Ausgrenzung - Raub - Vernichtung

Die KZ-Gedenkstätteninitiative Leonberg nimmt das Gedenken an die Reichspogromnacht vom 9.11.1938 zum Anlass für einen Informationsabend und eine Ausstellung im Haus der Begegnung, in Zusammenarbeit mit der Evangelischen Erwachsenenbildung Leonberg:

„Ausgrenzung – Raub – Vernichtung. NS-Akteure und ,Volksgemeinschaft‘ gegen die Juden in Württemberg und Hohenzollern 1933–1945“

Am 1. April 1933 begann die Menschenjagd der Nazis am „Tag des Juden-Boykotts“. Es folgten Berufsverbote und Rassegesetze zur Ausgrenzung und Verdrängung jüdischer Mitbürger aus der „Volksgemeinschaft“. In der Nacht vom 9. November 1938 zeigte sich der Antisemitismus als nationalsozialistische Staatsdoktrin, die jetzt in ganz Deutschland, dem angeschlossenen Österreich und dem annektierten Sudetenland mit körperlicher Gewalt über die Juden herfiel.
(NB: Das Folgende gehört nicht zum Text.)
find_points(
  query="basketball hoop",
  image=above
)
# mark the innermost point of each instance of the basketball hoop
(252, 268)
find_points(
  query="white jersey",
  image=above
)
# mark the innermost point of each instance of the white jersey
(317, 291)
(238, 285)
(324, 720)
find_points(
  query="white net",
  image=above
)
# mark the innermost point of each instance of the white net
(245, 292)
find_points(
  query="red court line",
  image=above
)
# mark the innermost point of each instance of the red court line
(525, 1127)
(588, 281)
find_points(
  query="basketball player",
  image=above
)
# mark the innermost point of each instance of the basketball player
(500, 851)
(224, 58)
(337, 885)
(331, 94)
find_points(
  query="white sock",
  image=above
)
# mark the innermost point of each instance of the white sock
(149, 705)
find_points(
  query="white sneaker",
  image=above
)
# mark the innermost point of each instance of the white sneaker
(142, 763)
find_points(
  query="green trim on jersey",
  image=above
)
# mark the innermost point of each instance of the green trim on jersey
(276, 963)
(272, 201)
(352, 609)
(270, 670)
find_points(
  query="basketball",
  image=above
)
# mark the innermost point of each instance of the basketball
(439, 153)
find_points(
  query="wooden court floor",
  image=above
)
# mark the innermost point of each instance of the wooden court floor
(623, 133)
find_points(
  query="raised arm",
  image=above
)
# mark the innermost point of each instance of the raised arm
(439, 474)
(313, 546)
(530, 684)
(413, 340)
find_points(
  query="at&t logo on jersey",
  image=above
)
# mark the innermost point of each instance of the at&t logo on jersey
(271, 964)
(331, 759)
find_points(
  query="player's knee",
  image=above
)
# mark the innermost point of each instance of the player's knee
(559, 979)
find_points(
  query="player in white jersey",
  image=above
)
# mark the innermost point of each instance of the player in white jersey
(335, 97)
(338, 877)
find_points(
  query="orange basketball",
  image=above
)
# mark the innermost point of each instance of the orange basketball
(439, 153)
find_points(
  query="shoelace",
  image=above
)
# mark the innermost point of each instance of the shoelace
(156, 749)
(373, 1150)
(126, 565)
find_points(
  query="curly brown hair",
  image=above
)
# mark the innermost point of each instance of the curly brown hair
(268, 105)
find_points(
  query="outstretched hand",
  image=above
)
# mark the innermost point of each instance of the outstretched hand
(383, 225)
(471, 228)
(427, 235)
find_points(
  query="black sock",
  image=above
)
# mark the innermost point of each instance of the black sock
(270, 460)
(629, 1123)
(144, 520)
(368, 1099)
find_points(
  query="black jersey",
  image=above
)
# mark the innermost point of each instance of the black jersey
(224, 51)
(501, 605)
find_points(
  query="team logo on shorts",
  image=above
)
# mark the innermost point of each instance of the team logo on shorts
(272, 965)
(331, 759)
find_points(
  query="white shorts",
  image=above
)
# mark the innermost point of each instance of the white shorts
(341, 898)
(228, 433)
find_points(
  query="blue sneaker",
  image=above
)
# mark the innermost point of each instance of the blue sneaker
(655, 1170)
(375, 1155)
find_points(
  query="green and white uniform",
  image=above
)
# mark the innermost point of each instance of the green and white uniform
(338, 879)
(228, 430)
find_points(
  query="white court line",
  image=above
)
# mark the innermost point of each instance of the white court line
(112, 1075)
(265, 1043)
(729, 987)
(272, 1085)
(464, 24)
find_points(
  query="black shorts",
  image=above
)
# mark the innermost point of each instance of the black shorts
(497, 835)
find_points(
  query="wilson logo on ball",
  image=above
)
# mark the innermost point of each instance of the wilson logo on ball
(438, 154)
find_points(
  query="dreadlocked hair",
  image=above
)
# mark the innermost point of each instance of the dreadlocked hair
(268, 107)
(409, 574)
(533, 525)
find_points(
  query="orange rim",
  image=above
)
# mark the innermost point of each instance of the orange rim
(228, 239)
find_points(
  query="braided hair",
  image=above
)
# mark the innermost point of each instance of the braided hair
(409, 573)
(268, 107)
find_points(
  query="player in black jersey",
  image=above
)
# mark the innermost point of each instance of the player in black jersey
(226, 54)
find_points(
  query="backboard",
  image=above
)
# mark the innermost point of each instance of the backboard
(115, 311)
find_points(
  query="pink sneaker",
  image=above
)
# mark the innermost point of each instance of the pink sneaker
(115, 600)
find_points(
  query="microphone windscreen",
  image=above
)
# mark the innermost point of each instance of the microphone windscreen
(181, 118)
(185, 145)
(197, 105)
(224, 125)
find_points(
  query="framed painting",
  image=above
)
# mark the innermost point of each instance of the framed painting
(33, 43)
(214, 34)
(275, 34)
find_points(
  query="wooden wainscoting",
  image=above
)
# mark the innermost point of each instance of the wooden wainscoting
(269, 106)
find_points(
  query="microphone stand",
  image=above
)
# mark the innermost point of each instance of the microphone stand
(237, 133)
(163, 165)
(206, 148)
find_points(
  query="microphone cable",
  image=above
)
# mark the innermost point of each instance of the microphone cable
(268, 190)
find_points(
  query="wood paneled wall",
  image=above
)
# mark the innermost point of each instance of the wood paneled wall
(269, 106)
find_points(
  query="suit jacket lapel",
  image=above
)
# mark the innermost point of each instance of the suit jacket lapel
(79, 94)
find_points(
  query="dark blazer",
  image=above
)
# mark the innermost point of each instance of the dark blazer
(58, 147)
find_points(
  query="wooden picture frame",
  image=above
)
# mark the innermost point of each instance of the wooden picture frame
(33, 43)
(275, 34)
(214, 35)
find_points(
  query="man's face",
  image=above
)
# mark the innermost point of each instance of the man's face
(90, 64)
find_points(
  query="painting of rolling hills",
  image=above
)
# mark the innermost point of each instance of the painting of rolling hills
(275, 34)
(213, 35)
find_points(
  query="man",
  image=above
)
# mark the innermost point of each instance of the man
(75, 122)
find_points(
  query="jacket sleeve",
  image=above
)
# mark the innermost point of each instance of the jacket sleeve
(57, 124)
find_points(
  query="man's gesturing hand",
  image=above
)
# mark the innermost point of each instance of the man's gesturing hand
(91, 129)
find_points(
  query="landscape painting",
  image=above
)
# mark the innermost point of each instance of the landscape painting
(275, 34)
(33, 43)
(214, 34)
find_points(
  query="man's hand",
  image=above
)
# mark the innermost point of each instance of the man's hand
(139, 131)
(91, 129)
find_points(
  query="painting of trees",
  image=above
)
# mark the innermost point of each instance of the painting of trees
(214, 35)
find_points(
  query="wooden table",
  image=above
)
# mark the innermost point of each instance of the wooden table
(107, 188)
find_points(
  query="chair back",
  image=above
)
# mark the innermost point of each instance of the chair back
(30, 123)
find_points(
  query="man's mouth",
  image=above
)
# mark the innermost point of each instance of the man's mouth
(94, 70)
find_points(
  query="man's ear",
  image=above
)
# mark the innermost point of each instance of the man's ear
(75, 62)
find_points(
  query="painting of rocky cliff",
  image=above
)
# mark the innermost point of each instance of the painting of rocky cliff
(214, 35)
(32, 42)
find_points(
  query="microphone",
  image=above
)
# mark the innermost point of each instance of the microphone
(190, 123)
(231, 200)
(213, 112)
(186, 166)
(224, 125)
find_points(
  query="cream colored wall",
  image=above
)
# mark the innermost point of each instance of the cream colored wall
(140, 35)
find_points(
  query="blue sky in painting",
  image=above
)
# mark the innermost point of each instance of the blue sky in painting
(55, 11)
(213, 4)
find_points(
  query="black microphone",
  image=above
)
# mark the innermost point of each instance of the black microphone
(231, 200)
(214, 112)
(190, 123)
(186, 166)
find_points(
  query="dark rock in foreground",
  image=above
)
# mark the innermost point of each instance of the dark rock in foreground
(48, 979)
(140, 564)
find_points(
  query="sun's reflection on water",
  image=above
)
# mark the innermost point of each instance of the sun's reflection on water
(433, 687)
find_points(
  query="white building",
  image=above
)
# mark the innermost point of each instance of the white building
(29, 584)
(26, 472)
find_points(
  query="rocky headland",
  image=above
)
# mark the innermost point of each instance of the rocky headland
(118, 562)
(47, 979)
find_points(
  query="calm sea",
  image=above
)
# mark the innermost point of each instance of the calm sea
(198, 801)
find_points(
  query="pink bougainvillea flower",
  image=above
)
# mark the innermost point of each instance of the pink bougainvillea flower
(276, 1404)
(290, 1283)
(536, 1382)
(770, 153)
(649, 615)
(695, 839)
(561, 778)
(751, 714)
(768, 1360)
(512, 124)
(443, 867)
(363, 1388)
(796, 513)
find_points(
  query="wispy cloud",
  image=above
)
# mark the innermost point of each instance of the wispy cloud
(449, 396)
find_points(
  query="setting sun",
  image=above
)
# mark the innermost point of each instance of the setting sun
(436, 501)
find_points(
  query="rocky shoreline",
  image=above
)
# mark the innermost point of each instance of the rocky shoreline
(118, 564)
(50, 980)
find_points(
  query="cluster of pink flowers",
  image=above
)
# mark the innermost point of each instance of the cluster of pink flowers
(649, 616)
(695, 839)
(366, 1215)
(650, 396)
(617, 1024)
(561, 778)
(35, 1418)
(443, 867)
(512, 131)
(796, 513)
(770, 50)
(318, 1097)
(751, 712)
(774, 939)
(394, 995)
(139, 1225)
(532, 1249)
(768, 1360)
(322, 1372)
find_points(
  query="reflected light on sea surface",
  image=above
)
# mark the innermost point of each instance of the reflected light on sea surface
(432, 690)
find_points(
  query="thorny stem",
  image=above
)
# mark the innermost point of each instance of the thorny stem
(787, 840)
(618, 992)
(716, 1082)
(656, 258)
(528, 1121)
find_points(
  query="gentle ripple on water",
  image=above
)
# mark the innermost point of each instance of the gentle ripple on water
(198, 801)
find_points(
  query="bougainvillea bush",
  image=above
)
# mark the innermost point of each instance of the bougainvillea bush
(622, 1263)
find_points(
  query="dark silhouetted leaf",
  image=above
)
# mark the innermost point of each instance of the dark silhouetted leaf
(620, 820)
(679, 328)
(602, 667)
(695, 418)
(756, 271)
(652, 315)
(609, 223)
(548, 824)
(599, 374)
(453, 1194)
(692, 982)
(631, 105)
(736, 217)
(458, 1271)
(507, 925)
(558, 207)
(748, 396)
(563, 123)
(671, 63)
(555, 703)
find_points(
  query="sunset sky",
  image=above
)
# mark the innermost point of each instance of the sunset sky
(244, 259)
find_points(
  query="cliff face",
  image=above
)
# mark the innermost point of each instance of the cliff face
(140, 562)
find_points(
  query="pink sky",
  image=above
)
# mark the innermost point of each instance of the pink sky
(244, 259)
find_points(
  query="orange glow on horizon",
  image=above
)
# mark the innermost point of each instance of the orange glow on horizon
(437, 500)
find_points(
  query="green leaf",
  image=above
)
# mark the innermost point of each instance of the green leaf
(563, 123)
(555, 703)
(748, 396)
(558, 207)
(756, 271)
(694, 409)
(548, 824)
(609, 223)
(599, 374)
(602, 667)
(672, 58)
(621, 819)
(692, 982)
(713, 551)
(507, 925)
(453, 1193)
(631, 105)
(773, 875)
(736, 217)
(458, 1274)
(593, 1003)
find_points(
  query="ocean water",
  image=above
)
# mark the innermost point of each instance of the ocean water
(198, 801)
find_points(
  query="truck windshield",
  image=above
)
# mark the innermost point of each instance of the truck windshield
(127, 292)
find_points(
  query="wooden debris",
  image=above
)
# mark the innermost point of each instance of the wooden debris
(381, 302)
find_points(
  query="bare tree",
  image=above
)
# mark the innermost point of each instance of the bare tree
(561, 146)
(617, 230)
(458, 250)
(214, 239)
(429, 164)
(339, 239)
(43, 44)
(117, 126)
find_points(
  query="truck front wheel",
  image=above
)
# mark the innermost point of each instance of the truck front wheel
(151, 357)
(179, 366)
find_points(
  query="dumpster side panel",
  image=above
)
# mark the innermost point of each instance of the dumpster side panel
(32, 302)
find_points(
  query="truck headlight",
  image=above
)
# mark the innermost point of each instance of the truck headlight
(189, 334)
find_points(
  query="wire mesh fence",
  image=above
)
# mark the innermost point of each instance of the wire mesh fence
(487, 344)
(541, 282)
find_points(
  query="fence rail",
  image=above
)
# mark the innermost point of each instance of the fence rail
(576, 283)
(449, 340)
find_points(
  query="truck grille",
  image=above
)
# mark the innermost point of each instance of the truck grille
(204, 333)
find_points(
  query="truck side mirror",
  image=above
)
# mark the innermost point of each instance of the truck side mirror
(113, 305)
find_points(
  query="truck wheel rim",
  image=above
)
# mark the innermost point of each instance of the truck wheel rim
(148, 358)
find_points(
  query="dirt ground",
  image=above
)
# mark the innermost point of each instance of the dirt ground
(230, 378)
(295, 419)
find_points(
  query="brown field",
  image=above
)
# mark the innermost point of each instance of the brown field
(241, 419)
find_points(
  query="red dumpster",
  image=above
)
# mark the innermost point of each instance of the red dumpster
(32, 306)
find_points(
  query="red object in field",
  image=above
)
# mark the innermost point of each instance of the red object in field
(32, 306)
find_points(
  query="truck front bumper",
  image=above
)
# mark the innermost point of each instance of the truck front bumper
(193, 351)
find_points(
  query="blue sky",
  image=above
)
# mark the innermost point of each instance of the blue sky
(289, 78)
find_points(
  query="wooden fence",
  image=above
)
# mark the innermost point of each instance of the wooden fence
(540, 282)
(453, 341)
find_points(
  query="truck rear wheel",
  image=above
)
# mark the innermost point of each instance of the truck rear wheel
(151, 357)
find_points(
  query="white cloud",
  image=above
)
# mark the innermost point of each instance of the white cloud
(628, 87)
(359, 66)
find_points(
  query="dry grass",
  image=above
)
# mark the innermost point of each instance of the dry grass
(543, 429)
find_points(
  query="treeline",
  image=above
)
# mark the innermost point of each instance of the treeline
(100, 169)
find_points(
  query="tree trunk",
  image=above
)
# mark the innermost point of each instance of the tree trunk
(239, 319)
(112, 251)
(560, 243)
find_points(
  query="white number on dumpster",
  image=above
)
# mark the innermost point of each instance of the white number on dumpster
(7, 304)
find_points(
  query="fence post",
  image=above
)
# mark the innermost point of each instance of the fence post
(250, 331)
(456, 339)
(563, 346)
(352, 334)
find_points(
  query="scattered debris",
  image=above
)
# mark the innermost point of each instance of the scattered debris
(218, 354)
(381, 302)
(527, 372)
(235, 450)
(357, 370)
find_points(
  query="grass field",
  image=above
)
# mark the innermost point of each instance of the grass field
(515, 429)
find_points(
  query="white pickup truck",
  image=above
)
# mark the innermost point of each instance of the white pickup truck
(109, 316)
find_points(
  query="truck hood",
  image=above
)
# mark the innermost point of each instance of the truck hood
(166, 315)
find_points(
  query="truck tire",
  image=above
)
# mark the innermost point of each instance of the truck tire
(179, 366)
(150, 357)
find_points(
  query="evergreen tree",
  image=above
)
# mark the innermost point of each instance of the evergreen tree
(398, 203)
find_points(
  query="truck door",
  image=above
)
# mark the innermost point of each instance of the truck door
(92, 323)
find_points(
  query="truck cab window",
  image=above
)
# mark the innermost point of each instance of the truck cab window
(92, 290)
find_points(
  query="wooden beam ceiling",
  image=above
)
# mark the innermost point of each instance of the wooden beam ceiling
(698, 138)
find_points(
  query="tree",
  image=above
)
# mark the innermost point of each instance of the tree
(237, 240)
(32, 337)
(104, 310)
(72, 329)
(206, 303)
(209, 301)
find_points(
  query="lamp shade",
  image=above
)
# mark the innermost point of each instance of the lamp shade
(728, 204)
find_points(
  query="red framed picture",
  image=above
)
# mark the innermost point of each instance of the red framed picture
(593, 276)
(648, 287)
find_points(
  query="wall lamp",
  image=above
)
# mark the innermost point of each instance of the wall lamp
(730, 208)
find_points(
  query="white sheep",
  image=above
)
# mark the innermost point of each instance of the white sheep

In dem vom Volksmund wegen der vielen am Boden liegenden Glassplitter von zerbrochenen Fenstern und Leuchtern der Synagogen „Kristallnacht“ genannten Pogrom verbrannten die Nazis Gebetshäuser, plünderten Geschäfte, verschleppten Juden in KZ – Angst und Schrecken, Raub und Enteignung, Mord und Totschlag, auch in Württemberg.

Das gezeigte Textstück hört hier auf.